If you attend the services of the {CITY NAME} Church of Christ, you might be confused or shocked by this revelation. Let me reassure you, my behavior around you was not a facade. I feel like I can be very genuine around you. My enthusiastic song leading and the recent lesson I delivered to you all I have summed up to be compensation, my mind making up for not believing in God, by acting more faithful than ever.

I hope that now that I have gotten these things off of my chest, even though I am an Atheist, I can still manage to have a friendly relationship with all of you. I do realize, however, that this is not possible with some of you, and to those I say thank you and goodbye. Please make no attempt to change me or create friction between myself and the people who still accept me for who I am. 


Still your friend,

Bryan J. Casey


Views: 456

Comment by Jimmy Boy on August 12, 2011 at 12:32pm


Firstly - well done on coming to the position you have done.  It takes guts to admit you have in fact evolved to become an atheist.  I remember how shocking it was to make that self confession.

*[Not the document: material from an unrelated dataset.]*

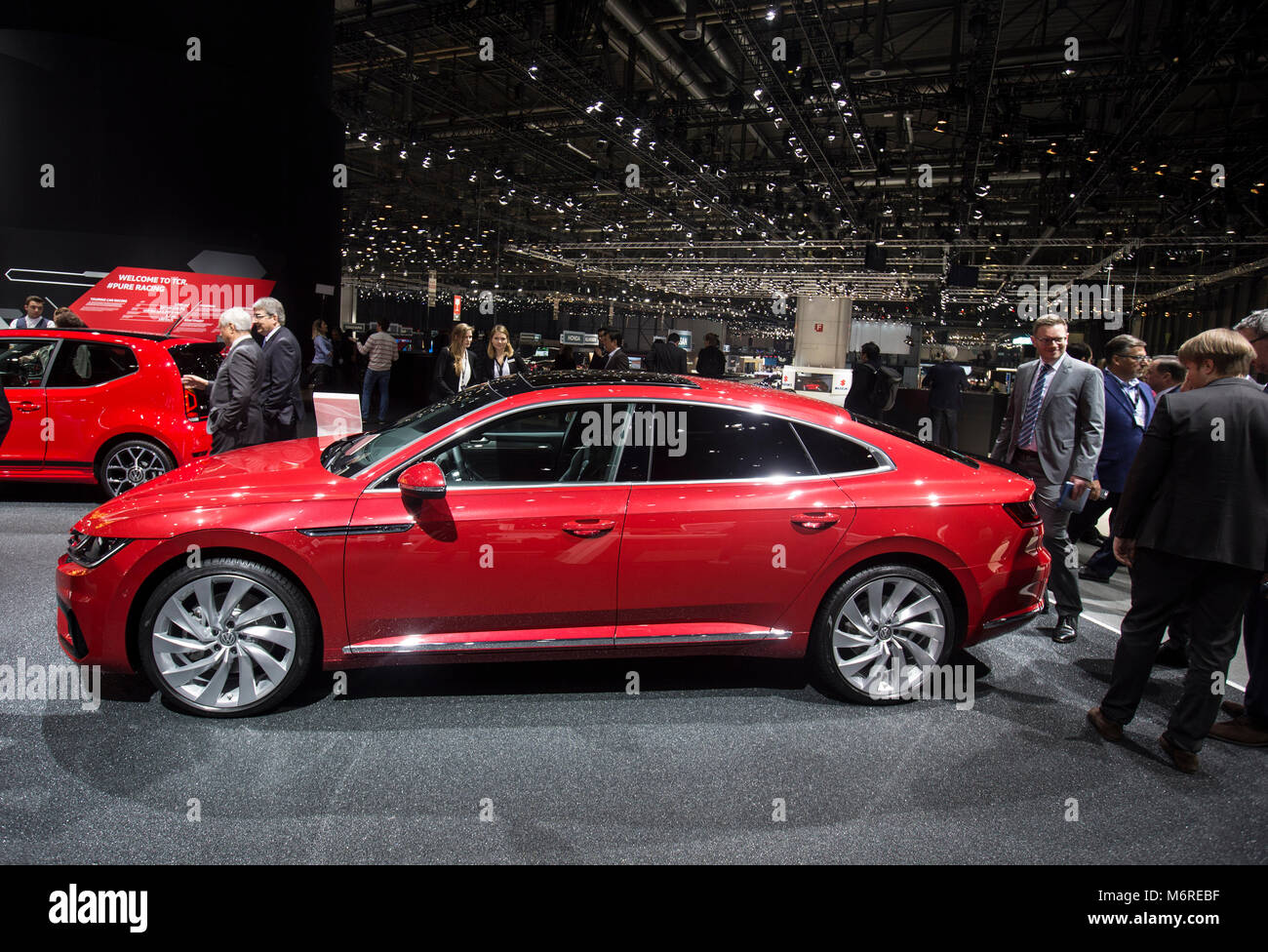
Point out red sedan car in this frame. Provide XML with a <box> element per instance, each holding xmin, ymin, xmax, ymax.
<box><xmin>58</xmin><ymin>372</ymin><xmax>1050</xmax><ymax>716</ymax></box>
<box><xmin>0</xmin><ymin>329</ymin><xmax>220</xmax><ymax>496</ymax></box>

The Church of Christ is a pretty intense organisation - and they do have a history in some places of treating members who leave quite apallingly. I would strongly recommend having a good friend lined up who can listen to you and help you through a coming out period.  It is usually much more shocking than you might imagine.  As you presumably know well, friends and family will now believe that you are going to hell and that it is their responsibility to stop that.

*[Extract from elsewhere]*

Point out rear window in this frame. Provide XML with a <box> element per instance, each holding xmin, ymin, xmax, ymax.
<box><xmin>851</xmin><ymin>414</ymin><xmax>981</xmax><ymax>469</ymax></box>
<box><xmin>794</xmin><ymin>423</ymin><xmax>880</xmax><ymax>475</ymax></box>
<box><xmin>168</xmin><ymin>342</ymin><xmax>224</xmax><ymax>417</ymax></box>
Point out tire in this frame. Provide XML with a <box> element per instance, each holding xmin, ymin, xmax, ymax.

The good news is that many - myself included - find that it is profoundly liberating to escape from the clutches of fundamentalism.  I too felt that it was a matter of integrity for others to know that I was no longer the person they thought I was.  I told the ones it mattered too, did not tell my mum and dad (don't see them that often - it would just upset them for no obvious benefit).

I was never so happy as the period after realising it was all rubbish: the hassle from those who feel threatened by your decision is tough though.  Hope it goes well.

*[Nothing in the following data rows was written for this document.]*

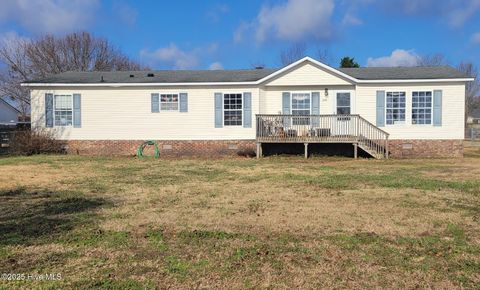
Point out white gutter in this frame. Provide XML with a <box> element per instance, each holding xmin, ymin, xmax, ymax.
<box><xmin>21</xmin><ymin>78</ymin><xmax>475</xmax><ymax>88</ymax></box>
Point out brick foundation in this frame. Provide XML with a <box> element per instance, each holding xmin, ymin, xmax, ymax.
<box><xmin>67</xmin><ymin>140</ymin><xmax>256</xmax><ymax>157</ymax></box>
<box><xmin>389</xmin><ymin>140</ymin><xmax>463</xmax><ymax>158</ymax></box>
<box><xmin>67</xmin><ymin>140</ymin><xmax>463</xmax><ymax>158</ymax></box>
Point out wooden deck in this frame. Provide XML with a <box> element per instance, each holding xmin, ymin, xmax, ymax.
<box><xmin>256</xmin><ymin>114</ymin><xmax>388</xmax><ymax>158</ymax></box>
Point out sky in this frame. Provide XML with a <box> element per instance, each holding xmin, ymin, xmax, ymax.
<box><xmin>0</xmin><ymin>0</ymin><xmax>480</xmax><ymax>69</ymax></box>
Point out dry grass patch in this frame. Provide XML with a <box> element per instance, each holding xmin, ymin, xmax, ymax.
<box><xmin>0</xmin><ymin>155</ymin><xmax>480</xmax><ymax>289</ymax></box>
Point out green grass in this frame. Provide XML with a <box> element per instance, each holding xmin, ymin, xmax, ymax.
<box><xmin>0</xmin><ymin>155</ymin><xmax>480</xmax><ymax>289</ymax></box>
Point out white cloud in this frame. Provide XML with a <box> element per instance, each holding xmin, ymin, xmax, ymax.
<box><xmin>208</xmin><ymin>61</ymin><xmax>223</xmax><ymax>70</ymax></box>
<box><xmin>113</xmin><ymin>2</ymin><xmax>138</xmax><ymax>26</ymax></box>
<box><xmin>367</xmin><ymin>49</ymin><xmax>420</xmax><ymax>67</ymax></box>
<box><xmin>0</xmin><ymin>0</ymin><xmax>99</xmax><ymax>34</ymax></box>
<box><xmin>377</xmin><ymin>0</ymin><xmax>480</xmax><ymax>27</ymax></box>
<box><xmin>206</xmin><ymin>4</ymin><xmax>230</xmax><ymax>23</ymax></box>
<box><xmin>472</xmin><ymin>32</ymin><xmax>480</xmax><ymax>44</ymax></box>
<box><xmin>448</xmin><ymin>0</ymin><xmax>480</xmax><ymax>27</ymax></box>
<box><xmin>140</xmin><ymin>43</ymin><xmax>218</xmax><ymax>69</ymax></box>
<box><xmin>342</xmin><ymin>12</ymin><xmax>363</xmax><ymax>26</ymax></box>
<box><xmin>234</xmin><ymin>0</ymin><xmax>335</xmax><ymax>43</ymax></box>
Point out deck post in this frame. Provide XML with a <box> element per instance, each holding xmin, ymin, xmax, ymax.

So all the best with it whether you go ahead with your letter or choose some other route.



Comment by Steve P on August 12, 2011 at 12:40pm

Absolutely amazing letter, and your bravery to do such a thing is inspirational.

Comment by CJoe on August 13, 2011 at 6:20pm

I agree with Rick! :) I guess I just don't think it's productive to spill your guts to people through such an intimate, vulnerable letter. Like I said above, I think you should do what you think is right for you. I also think you're brave if you go through with it, and have nothing but respect for you. The idealist in me is barely kicking at this point though, and I just feel protective of newly deconverted atheists! Ha.

Your letter is beautiful and heartfelt; full of honesty and raw truth. Those of us on this side of belief can only appreciate your transition. However, as a former Christian myself, I see you giving them ammunition; I see your words reinforcing the reasons for forbidding such things as YouTube, The Sim, and (FSM forbid) taking care of your body. They'll think, "SEE! We knew those things were evil, and so this just PROVES that we should avoid wordly things."

Anyway... dude, good luck to you. I hope I'm wrong. I really related to all you said in that letter and felt like I was reading my own words. I just wanted them to understand I wasn't a reprobate! I wanted them to know it was an honest search, and an honest conclusion. And maybe the people you associate with will understand, even if they do not agree.